Etymology

Italian: fascio: Fascism

+

English: subliminal: below the boundary of cognition

+

English: -ity: morphological shift from adjective to an abstract noun

Definition

noun. The usage of rhetoric based on abstract word choice which serves the purpose of concealing a fascist political agenda.

Example

While the speeches of the demagogue were able to appeal to the economic and demographic anxiety of the province, the fasciosubliminalities within the speeches inspired violence against the demographics that he caricatured.

Equivalents

dog-whistling, code words

Commentary

It can otherwise be referred to as dog whistling. However, in the case of that word phrase, it sounds more colloquial and does not pinpoint exactly the specific purpose of using subtle political language in order to appeal to the far right. Although the imagery of blowing a whistle that only dogs can hear may sound suitable, the fact that these code words can be understood to be components of dog-whistling means that those whistles can be understood if you listen closely.

In which case, it really has to do with the polysemous contexts that involve a single word or phrase.

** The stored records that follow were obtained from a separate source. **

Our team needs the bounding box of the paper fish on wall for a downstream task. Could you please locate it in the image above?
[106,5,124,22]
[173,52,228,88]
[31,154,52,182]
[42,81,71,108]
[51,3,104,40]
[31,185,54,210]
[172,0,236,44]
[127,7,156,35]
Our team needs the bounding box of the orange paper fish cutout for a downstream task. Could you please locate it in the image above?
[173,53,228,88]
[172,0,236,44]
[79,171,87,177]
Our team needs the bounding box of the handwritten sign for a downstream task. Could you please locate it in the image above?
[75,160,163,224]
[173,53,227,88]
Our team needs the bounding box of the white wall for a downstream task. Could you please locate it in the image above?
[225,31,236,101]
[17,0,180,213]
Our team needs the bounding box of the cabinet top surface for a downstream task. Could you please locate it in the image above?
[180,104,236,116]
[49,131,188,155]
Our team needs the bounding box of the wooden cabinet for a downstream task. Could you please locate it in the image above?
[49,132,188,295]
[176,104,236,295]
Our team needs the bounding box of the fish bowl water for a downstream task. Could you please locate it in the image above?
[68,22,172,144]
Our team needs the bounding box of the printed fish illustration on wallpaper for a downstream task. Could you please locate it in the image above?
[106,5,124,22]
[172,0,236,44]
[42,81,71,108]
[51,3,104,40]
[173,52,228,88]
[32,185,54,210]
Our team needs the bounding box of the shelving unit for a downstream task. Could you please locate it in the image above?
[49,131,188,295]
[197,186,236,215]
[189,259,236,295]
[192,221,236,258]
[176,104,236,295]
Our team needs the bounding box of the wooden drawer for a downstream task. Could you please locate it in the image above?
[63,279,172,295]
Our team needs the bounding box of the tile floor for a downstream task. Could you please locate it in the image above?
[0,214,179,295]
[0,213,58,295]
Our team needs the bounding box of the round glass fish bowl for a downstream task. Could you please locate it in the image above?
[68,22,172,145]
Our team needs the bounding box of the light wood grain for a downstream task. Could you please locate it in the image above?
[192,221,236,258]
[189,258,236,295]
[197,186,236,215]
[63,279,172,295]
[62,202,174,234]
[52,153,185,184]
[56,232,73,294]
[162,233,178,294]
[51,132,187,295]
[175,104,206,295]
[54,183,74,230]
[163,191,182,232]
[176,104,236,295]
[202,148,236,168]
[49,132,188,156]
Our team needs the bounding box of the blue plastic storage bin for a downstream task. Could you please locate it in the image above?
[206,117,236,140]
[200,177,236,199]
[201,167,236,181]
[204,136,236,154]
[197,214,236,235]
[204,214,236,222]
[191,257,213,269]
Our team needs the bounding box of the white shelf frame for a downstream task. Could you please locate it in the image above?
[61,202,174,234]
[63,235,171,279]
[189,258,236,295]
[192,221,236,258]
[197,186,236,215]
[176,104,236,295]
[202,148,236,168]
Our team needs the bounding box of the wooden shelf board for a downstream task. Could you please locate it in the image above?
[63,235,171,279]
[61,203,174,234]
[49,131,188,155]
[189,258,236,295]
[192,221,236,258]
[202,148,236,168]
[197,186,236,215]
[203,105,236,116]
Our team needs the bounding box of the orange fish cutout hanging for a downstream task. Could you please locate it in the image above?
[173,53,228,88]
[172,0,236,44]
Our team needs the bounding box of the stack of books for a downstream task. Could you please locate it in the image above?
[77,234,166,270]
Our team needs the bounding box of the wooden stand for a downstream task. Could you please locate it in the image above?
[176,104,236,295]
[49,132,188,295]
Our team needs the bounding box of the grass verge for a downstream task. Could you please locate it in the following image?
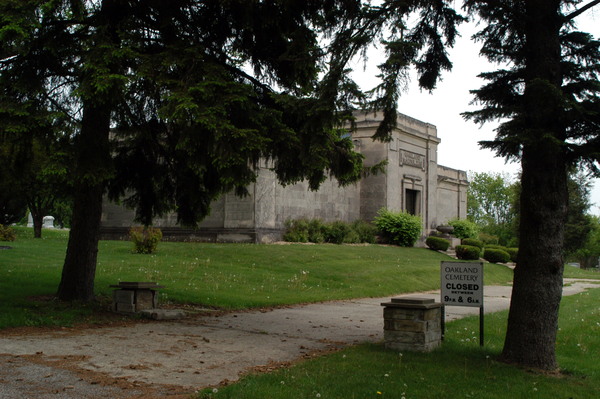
[1,227,597,329]
[196,287,600,399]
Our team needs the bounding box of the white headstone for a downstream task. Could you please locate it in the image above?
[42,216,55,229]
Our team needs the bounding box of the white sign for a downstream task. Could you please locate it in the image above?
[441,261,483,307]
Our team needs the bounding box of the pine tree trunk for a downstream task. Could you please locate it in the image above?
[56,101,111,302]
[501,0,567,370]
[501,145,567,370]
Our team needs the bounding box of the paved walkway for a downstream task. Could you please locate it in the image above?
[0,279,598,398]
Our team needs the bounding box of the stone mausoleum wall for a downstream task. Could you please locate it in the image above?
[100,111,467,243]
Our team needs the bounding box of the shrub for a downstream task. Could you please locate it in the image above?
[374,209,422,247]
[307,219,327,243]
[351,220,377,244]
[478,233,499,245]
[0,225,16,241]
[283,219,310,242]
[325,221,352,244]
[129,226,163,254]
[461,238,484,249]
[506,247,519,262]
[485,244,509,252]
[455,245,481,260]
[448,219,479,239]
[425,236,450,251]
[343,230,361,244]
[483,248,511,263]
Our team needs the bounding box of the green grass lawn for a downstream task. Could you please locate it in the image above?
[196,287,600,399]
[0,227,597,330]
[2,227,599,398]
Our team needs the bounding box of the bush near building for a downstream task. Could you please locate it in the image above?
[374,209,422,247]
[425,236,450,251]
[448,219,479,239]
[455,245,481,260]
[483,248,511,263]
[461,238,484,249]
[283,218,377,244]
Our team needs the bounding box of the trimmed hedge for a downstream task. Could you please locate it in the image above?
[425,236,450,251]
[483,248,511,263]
[455,245,481,260]
[506,247,518,262]
[283,218,377,244]
[461,238,484,249]
[374,209,422,247]
[485,244,508,252]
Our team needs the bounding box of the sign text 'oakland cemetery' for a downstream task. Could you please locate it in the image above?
[441,262,483,307]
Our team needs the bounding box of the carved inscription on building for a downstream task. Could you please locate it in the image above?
[399,150,426,171]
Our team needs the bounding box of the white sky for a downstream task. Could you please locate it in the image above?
[351,6,600,215]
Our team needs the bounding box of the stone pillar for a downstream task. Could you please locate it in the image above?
[381,297,442,352]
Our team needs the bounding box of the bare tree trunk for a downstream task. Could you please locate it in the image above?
[501,0,567,370]
[501,145,567,370]
[32,214,43,238]
[56,101,111,302]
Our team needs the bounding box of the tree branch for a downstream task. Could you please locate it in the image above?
[563,0,600,22]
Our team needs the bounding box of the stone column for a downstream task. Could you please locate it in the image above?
[381,297,442,352]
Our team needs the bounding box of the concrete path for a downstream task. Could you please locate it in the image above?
[0,279,598,398]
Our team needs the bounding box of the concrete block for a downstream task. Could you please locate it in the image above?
[135,290,155,311]
[139,309,187,320]
[115,303,136,313]
[113,290,134,304]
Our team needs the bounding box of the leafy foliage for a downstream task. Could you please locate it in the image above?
[351,220,378,244]
[283,219,310,243]
[467,171,518,246]
[425,236,450,251]
[283,218,376,245]
[374,208,422,247]
[0,225,16,241]
[129,226,163,254]
[572,215,600,268]
[461,238,484,249]
[448,219,479,239]
[483,248,511,264]
[506,247,519,263]
[455,245,481,260]
[478,232,499,245]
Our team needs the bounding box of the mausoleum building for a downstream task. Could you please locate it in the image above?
[100,111,468,243]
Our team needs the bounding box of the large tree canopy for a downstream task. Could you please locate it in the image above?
[0,0,462,302]
[0,0,371,300]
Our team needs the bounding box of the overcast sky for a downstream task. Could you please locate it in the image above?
[351,7,600,215]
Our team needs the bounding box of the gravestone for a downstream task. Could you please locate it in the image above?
[42,216,55,229]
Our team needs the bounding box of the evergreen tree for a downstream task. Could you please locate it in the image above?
[1,0,369,301]
[462,0,600,370]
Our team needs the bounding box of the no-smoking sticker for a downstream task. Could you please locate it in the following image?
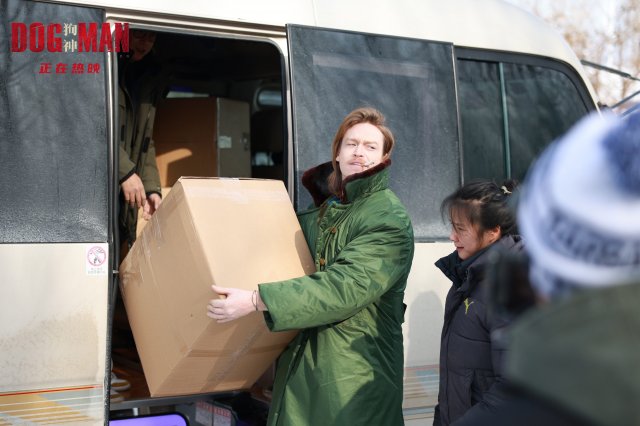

In the case of Ronald Reagan’s use of the phrase welfare queen, it could be an exaggerated image of a monarch; though since he made that statement in Neshoba, Mississippi, which was the very same place where Civil Rights workers were killed, it conjured a completely different image, especially with the accompanying description Reagan used which painted black women abusing the welfare system propped up by white tax-payers.

 

Lopez, Ian Haney. “Dog Whistle Politics.” Oxford University Press. 2014.